Increasingly, business customers create great content and experiences to market to their own customers, so they know what they want from suppliers when they themselves are the potential buyers. That doesn't mean Procter & Gamble expects to see the Old Spice guy selling enterprise software (although maybe it couldn't hurt). Business customers do expect to see the same unique and effective tools they use: from how-to videos on YouTube, to personalization tools, to employees as customer service reps, to intuitive design that rewards past activity and predictive data analytics.
At the heart of successful digital marketing to business customers are three core qualities: Radical Transparency, Micro-Relevancy and Open Collaboration.
Radical Transparency
There's no hiding in today's digital world. Your customers already know, or can quickly find out, everything about you and what you sell. They expect you to be honest about how your products and services stack up — by sharing detailed descriptions of features and applications, multiple opinions, and even negative reviews.
Google calls this the Zero Moment of Truth. We've seen Google sales leader Jim Lecinski challenge a room of business marketers to search YouTube for even the most obscure product. It never fails — some video always surfaces.
Dell has invested in ratings and reviews and received an unexpected positive customer response. IBM has empowered more than 100,000 employees to become experts on social media platforms, answering questions and becoming thought leaders.
Micro-Relevancy
Digital marketing tools bring us within reach of the ultimate dream of marketing: reaching the right audience with the right offer at exactly the right time. They reveal who is using your digital content, what they are doing with it, and what they want.

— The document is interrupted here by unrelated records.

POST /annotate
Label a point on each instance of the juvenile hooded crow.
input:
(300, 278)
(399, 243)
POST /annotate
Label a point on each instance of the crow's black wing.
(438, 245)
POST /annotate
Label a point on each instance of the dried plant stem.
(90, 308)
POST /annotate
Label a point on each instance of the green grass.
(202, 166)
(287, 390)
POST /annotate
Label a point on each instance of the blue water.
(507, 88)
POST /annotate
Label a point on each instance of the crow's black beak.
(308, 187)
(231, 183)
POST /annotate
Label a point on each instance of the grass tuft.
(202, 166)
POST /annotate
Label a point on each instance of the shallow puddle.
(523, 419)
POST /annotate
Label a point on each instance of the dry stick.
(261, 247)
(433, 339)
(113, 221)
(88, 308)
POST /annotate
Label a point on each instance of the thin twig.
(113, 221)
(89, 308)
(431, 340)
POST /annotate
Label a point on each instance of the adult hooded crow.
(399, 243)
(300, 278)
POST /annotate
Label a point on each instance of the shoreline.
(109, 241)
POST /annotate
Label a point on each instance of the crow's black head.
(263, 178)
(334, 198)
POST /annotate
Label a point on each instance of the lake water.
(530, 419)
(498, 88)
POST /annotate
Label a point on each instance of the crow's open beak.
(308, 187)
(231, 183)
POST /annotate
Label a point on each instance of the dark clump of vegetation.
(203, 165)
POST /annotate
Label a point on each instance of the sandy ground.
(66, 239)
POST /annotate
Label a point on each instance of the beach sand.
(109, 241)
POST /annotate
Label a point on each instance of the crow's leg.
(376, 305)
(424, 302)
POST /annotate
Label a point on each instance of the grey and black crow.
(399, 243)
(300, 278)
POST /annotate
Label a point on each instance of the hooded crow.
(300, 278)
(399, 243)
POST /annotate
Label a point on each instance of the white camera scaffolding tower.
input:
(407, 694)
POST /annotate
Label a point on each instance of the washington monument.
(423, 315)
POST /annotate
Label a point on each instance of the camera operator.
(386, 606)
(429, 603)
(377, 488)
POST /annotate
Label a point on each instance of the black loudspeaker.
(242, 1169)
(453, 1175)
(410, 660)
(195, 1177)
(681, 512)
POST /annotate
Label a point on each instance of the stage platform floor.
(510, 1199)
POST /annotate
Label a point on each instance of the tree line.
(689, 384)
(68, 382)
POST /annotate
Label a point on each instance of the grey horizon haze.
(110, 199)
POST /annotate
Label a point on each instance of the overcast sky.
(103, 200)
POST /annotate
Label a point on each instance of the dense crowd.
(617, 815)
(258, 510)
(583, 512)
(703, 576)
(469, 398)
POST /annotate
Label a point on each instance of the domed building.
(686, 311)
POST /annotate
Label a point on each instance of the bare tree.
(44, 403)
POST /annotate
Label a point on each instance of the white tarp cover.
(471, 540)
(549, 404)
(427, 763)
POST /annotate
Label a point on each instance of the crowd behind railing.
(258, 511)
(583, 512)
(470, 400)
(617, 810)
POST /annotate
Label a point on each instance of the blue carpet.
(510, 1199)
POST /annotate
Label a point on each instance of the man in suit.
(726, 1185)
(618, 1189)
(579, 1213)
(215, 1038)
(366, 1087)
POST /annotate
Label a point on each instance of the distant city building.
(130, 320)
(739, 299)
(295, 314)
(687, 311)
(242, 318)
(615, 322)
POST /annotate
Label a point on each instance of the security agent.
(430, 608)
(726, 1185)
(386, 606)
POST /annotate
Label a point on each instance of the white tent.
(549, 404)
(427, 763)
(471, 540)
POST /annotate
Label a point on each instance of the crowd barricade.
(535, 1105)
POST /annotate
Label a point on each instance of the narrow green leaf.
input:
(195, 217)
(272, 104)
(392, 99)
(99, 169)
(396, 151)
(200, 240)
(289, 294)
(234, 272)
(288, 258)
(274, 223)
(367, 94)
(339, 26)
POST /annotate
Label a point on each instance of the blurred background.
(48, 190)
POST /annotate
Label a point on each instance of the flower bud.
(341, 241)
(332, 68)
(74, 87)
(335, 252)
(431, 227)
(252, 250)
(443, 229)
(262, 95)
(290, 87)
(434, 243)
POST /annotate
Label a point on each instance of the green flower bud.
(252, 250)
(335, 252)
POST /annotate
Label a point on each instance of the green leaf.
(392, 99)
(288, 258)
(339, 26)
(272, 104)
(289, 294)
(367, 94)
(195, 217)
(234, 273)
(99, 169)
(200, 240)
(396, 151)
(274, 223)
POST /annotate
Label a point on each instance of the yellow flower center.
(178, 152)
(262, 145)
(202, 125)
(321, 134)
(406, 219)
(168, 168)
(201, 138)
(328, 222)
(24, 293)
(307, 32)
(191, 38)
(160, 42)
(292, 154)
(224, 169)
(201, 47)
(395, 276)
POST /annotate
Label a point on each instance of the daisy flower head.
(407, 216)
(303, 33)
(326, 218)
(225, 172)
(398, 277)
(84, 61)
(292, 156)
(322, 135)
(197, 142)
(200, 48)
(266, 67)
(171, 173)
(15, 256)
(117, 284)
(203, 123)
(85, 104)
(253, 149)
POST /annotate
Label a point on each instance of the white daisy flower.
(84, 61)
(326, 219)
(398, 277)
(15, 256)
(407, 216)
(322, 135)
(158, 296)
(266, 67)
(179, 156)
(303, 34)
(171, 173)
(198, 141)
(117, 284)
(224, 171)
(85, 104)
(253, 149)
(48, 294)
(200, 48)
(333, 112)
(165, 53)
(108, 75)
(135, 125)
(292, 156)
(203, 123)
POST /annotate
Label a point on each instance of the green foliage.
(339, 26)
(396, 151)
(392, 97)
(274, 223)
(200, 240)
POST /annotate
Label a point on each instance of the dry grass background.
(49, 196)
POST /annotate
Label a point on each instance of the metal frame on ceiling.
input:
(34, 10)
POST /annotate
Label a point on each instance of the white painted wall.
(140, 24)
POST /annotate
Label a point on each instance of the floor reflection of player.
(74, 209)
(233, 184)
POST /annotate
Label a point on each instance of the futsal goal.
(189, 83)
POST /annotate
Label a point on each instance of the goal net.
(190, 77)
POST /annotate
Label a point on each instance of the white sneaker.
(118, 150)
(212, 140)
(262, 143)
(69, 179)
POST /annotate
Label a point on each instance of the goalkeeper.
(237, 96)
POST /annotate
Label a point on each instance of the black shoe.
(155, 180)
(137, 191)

At GE, we call this micro-relevancy. Digital and social tools have enabled focusing on smaller, more meaningful segments of what was a broad, undefined "audience." So, success is no longer measured in millions of pageviews. A more useful metric would be actively engaging, for example, with a thousand university administrators looking to buy new power generation services.
Omni Hotels & Resorts used a blogger outreach program to promote its meetings and events business to a micro-audience of influencers ignored by its competitors, leading to hundreds of conversations and direct sales leads. Accenture Management Consulting used LinkedIn to set up a careers group — when the group ballooned to more than 5000 members, Accenture subdivided it into separate, micro-relevant groups aimed at specific kinds of potential customers.

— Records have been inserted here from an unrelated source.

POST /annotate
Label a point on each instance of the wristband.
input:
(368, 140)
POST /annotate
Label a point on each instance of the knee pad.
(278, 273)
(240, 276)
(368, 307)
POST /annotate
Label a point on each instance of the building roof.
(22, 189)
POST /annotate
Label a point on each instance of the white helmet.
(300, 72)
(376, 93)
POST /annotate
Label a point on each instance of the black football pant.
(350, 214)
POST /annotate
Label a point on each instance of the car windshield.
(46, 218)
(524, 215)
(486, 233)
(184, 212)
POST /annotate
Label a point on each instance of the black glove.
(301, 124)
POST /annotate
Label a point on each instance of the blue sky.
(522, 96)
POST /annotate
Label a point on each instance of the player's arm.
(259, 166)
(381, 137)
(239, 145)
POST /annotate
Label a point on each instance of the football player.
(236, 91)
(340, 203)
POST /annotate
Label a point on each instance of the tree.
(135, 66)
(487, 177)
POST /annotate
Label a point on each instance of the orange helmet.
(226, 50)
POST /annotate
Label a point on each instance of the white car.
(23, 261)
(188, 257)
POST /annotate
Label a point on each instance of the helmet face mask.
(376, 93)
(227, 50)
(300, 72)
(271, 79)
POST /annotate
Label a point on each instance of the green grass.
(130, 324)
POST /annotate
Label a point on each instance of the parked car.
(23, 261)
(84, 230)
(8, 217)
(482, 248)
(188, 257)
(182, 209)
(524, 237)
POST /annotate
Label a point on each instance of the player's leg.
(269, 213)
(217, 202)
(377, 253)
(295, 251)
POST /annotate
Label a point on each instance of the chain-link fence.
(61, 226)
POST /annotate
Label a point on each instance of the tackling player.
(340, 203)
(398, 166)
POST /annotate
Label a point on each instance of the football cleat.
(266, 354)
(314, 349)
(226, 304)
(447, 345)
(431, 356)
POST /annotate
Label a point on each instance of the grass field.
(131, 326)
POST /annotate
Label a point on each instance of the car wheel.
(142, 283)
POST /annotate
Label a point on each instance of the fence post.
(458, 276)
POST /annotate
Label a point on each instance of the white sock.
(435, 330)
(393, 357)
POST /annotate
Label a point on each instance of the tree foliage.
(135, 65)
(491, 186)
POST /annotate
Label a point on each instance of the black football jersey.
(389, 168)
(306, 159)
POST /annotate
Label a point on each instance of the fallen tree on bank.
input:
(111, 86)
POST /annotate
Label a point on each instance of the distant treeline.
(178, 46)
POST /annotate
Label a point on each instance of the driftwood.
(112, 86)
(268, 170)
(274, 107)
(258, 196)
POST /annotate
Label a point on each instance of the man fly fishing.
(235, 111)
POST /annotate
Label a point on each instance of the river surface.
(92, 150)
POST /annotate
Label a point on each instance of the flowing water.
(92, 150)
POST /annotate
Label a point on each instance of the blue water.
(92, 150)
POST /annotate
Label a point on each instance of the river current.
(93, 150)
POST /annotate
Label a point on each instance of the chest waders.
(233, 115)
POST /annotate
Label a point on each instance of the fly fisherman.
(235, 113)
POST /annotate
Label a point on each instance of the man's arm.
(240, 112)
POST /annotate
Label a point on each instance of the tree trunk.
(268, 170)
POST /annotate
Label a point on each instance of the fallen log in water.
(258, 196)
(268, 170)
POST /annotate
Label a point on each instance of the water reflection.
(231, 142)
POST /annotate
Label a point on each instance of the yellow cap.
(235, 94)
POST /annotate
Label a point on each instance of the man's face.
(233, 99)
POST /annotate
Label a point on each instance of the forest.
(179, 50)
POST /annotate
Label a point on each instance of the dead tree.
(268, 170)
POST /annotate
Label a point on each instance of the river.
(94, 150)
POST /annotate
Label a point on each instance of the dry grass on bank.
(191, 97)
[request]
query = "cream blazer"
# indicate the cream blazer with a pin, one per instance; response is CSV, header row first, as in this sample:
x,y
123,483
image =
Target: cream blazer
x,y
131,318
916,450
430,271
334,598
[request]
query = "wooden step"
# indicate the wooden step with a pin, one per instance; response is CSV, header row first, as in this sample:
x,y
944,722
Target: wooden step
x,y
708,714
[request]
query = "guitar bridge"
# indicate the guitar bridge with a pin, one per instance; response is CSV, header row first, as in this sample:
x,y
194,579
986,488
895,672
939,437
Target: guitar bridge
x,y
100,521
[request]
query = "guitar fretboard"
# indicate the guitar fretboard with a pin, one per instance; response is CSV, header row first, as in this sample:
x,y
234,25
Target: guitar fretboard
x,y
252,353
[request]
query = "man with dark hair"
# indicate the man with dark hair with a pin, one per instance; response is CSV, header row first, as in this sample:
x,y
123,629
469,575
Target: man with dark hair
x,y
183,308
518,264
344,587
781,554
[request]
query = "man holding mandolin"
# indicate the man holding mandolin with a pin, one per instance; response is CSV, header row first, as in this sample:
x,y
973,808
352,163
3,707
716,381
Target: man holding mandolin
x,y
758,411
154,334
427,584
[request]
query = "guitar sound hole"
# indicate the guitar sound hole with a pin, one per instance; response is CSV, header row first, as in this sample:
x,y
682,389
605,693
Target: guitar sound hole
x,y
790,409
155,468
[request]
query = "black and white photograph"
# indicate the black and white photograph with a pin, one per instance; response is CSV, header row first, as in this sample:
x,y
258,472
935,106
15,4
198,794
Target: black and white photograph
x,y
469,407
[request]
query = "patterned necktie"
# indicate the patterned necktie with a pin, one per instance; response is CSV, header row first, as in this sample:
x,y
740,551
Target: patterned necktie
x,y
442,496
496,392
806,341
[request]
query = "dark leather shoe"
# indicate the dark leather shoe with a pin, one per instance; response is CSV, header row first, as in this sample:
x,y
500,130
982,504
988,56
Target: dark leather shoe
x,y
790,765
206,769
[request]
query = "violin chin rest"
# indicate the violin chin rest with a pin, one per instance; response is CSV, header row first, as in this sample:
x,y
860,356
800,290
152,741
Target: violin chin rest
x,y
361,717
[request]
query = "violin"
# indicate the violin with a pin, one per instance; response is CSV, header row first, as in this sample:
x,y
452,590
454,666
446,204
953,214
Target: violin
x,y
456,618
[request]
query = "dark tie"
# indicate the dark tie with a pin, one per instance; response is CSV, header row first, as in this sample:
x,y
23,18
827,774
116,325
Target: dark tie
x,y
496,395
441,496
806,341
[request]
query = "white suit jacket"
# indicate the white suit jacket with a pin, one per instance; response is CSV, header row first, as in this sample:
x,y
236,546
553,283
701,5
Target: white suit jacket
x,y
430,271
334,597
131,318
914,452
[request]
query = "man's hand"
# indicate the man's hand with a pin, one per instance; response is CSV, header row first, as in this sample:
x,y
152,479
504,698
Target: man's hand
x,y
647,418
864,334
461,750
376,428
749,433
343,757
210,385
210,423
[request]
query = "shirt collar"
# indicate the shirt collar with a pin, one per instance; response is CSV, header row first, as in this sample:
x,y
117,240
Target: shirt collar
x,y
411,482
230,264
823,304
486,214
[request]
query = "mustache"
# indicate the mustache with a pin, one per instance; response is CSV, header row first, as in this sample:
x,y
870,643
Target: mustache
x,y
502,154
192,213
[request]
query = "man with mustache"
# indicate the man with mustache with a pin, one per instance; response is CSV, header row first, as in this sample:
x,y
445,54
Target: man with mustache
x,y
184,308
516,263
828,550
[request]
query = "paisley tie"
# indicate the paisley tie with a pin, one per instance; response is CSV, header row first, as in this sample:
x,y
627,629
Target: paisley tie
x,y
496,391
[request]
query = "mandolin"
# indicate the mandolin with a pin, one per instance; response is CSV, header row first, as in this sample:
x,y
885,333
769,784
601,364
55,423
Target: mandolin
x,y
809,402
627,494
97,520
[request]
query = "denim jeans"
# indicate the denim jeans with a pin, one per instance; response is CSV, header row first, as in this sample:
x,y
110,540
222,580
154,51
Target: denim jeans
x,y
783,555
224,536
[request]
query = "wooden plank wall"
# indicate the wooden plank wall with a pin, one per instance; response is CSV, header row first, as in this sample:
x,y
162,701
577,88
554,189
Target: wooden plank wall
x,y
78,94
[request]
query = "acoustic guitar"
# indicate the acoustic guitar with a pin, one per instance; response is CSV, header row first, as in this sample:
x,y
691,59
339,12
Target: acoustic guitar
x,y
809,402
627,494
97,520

The more precisely targeted the audience, the more effective recommendations on social platforms can be — after all, businesspeople tend to value the opinions of colleagues and industry professionals, especially specialists in the relevant area.
Open Collaboration
Open collaboration is where the digital promise transcends what was possible even a short time ago — conjuring a world where businesses and customers work together to create something of value that might not have existed otherwise. We're now having constructive conversations with our most knowledgeable and committed customers, whether through a customer advisory board, a user group that regularly gives product feedback, or an online customer-innovation center. That feedback makes later iterations of our products better, faster. It can also open up entirely new pathways of innovation.
One of the oldest methods for encouraging technological innovation — competition — is enjoying a well-deserved comeback thanks to new digital and social tools. Cisco's iPrize is an open innovation competition designed to find an idea that could be the basis for a whole new business unit. Microsoft annually awards its $25,000 Imagine Cup to a student team that best uses technology to solve a real world problem.

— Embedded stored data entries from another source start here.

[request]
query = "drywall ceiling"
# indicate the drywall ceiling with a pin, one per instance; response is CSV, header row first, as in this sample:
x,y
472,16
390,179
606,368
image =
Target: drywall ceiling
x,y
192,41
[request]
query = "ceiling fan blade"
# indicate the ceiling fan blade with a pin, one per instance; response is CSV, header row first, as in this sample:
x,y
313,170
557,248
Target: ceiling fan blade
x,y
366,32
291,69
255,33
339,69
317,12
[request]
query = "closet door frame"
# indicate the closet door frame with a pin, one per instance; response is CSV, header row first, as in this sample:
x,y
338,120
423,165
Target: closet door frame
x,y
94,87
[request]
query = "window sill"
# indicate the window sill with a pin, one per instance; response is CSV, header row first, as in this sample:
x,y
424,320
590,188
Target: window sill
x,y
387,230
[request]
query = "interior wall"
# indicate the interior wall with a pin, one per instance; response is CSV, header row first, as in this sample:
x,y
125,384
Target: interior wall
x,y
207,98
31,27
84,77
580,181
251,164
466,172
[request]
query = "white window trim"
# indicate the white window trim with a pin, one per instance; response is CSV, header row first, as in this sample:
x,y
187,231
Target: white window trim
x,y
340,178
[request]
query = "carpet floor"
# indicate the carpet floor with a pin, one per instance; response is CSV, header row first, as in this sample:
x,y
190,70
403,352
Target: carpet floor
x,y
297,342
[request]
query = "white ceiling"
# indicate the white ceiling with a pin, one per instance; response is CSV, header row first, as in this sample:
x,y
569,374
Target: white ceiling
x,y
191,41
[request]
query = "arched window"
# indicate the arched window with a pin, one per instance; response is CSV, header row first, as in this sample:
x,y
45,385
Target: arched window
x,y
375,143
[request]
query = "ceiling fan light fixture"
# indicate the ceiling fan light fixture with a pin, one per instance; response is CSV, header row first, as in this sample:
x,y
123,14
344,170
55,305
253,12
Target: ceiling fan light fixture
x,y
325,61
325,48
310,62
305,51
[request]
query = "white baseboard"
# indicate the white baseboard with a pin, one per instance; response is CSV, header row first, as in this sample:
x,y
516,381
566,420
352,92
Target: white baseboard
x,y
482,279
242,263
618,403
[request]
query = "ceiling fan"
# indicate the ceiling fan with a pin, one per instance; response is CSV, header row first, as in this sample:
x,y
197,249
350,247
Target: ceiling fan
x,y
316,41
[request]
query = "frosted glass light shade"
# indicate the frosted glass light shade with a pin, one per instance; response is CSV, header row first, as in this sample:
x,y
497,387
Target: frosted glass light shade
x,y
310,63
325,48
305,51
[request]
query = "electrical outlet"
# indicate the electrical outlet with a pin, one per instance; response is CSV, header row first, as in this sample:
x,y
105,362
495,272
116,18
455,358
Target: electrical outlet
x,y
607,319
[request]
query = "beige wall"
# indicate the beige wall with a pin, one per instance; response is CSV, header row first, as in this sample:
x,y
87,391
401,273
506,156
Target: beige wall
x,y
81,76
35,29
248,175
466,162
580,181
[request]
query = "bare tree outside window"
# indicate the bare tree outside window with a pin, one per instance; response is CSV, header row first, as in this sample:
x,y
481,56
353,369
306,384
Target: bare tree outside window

At GE, we've enjoyed the unprecedented success of the ecomagination Challenge, where we invited business plans for new inventions to power the smart grid in return for investment funding. We were overwhelmed with the response — 5,000 business plans from innovators in 150 countries, and active participation from nearly 100,000 enthusiasts. The results speak for themselves: new partnerships with start-ups, venture capitalists and retailers, and the ability to bring new offerings to our existing customers.
Digital marketing takes investment, experimentation — even a degree of faith — before specific goals can be met. But results are stacking up. Your customers are digital. Shouldn't you be too?